Update of the localization files

2010.12.30 11:54, Martin Srebotnjak rašė:

So even if we don't want to use pootle we will have to?

No, that was just a piece of info that you seemed not to know. I was not implying that you will or will not have to use Pootle, that's not up to me to decide.

Rimas

2010.12.30. 10:36 keltezéssel, Martin Srebotnjak írta:

The Slovenian team will be working with sdf files (we have our own
localization system that works with sdf, splits to po-s and finalizes back
to sdf), so -1 from me.

Lp, m.

You can use whatever tool you want. English sdf file will be provided
separately. At the end you'll have a localized sdf. You can convert it
to a bunch of po files and upload them to Pootle. That's all.

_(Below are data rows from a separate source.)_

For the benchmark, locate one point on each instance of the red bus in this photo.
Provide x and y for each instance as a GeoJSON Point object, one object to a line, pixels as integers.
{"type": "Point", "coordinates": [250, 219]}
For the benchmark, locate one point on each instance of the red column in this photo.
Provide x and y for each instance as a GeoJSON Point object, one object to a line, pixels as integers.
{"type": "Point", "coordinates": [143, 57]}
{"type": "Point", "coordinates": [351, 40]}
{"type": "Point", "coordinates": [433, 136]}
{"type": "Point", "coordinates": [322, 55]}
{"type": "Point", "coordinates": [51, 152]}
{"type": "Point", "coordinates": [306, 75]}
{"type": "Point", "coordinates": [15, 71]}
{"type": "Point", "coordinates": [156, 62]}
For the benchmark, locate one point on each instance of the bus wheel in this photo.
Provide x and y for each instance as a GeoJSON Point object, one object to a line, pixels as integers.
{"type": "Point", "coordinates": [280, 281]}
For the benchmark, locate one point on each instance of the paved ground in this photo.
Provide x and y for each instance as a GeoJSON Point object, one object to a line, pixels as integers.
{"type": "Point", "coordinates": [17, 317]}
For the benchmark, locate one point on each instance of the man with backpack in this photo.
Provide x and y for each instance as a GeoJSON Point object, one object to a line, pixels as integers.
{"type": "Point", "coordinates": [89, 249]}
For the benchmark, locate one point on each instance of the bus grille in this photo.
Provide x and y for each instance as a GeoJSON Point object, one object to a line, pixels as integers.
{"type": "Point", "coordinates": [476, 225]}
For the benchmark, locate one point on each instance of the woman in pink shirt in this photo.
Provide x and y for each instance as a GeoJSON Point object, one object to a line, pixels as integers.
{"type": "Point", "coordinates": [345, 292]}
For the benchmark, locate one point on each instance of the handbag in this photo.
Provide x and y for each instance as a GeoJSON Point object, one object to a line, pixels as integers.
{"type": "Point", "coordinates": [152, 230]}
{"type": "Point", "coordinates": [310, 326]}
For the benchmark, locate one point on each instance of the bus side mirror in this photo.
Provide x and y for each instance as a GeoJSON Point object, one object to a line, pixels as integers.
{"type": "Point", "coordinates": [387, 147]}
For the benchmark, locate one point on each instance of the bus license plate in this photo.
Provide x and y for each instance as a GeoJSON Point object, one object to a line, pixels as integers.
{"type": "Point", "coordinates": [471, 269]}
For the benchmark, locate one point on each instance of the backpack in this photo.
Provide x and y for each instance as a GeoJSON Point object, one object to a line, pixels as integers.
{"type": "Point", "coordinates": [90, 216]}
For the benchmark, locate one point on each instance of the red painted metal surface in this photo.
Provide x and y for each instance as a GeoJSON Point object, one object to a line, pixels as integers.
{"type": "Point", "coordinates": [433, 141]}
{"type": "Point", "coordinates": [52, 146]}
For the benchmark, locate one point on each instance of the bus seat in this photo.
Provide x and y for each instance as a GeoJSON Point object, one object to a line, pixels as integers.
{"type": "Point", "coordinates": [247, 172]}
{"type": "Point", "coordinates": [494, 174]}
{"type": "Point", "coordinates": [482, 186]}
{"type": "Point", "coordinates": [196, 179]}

This is one more step on your side but simplifies the process on the
other side. More than 100 languages need to be managed. It would be
desirable, if everybody used the same process. Even having two processes
in OOo project (one is Pootle the other is sdf via issuezilla) is
confusing sometimes.

Andras

OOo does not use issuezilla anymore, but langteams provide a ftp/http where
from the sdf is taken automatically prior a build.

So it is as automatic as taking files from Pootle, just that two scripts
must be run, not just one.

Lp, m.

2010.12.30. 10:54 keltezéssel, Martin Srebotnjak írta:

So even if we don't want to use pootle we will have to?

My proposal was to *store* translation in Pootle. It is up to you how to
make translation. One option is Pootle but you may choose other option.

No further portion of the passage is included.